Crescent-shaped whitish bed of a fingernail or toenail

The lunula (: lunulae; from Latin 'little moon') is the crescent-shaped whitish area of the bed of a fingernail or toenail.

In humans, it appears by week 14 of gestation, and has a primary structural role in defining the free edge of the distal nail plate (the part of the nail that grows outward).

==Appearance==
The lunula is located at the end of the nail that is closest to the skin of the finger, but it still lies under the nail. It is not actually white but only appears so when it is seen through the nail. Outlining the nail matrix, the lunula is a very delicate part of the nail structure. If one damages the lunula, the nail will be permanently deformed. Even when the totality of the nail is removed, the lunula remains in place and is similar in appearance to another smaller fingernail embedded in the nail bed.

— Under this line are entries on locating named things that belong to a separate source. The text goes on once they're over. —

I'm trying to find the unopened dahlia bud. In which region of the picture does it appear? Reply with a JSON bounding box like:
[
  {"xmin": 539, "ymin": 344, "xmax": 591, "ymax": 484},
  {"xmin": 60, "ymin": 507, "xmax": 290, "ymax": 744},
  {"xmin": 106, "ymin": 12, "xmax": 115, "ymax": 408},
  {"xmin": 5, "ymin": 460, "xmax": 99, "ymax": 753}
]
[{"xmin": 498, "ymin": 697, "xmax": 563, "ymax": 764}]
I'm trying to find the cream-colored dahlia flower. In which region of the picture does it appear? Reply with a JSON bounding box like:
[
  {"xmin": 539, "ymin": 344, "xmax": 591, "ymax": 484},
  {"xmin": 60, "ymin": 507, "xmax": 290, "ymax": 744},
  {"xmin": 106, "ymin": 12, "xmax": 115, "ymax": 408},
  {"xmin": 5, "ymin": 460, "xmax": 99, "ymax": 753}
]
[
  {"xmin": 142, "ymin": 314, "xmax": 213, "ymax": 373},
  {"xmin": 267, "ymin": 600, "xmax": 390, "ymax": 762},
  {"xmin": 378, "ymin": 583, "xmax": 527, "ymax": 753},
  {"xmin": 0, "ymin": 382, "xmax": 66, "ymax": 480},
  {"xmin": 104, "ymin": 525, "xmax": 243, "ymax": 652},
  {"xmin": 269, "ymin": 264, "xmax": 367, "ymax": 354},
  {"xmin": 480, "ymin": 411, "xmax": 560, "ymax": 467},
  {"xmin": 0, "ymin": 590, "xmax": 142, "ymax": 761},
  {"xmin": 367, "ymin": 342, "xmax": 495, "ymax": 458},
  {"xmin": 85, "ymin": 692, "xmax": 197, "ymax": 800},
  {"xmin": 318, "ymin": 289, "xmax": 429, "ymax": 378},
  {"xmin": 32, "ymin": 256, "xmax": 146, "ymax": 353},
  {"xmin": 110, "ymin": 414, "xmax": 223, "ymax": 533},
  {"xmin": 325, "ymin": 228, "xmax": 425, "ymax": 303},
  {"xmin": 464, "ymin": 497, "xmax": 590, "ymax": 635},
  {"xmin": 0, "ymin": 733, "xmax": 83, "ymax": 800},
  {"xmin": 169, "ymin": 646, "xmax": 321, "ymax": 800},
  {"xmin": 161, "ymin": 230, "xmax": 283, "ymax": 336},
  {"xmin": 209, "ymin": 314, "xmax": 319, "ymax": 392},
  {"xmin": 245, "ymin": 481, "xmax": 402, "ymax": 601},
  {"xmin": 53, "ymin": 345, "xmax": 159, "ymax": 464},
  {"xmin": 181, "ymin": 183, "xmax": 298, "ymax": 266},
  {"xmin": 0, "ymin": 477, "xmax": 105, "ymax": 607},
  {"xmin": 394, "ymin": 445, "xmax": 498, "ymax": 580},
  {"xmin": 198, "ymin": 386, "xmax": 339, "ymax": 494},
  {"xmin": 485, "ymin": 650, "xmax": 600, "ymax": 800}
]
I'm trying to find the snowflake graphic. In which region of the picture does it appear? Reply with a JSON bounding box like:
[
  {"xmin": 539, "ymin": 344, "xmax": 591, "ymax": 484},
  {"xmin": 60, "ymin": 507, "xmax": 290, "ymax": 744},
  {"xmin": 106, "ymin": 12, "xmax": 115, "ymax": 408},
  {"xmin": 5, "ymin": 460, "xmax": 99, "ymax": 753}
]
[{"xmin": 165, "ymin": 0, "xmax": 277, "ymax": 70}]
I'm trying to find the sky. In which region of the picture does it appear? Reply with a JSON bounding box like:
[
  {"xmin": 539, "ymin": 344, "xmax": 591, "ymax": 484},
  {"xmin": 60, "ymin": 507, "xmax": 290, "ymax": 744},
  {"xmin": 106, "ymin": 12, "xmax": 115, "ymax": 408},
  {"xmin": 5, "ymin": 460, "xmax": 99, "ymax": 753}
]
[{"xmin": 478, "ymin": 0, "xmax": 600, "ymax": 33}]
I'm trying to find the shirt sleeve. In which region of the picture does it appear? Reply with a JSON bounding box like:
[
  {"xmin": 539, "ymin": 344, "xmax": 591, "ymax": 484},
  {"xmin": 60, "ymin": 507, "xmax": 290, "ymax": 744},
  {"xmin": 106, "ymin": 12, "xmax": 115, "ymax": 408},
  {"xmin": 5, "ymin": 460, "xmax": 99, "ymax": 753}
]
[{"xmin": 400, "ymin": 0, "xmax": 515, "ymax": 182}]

In most cases, it is half-moon-shaped and has unique histologic features. Examinations concluded that the lunula is an area of loose dermis with lesser developed collagen bundles. It appears whitish because a thickened underlying stratum basale obscures the underlying blood vessels.

The lunula is most noticeable on the thumb; however, not everyone's lunulae are visible. In some cases, the eponychium may partially or completely cover the lunula.

== Importance ==
Having no lunula may be normal; though, it may also indicate malnourishment, anemia, kidney problems, or heart disease.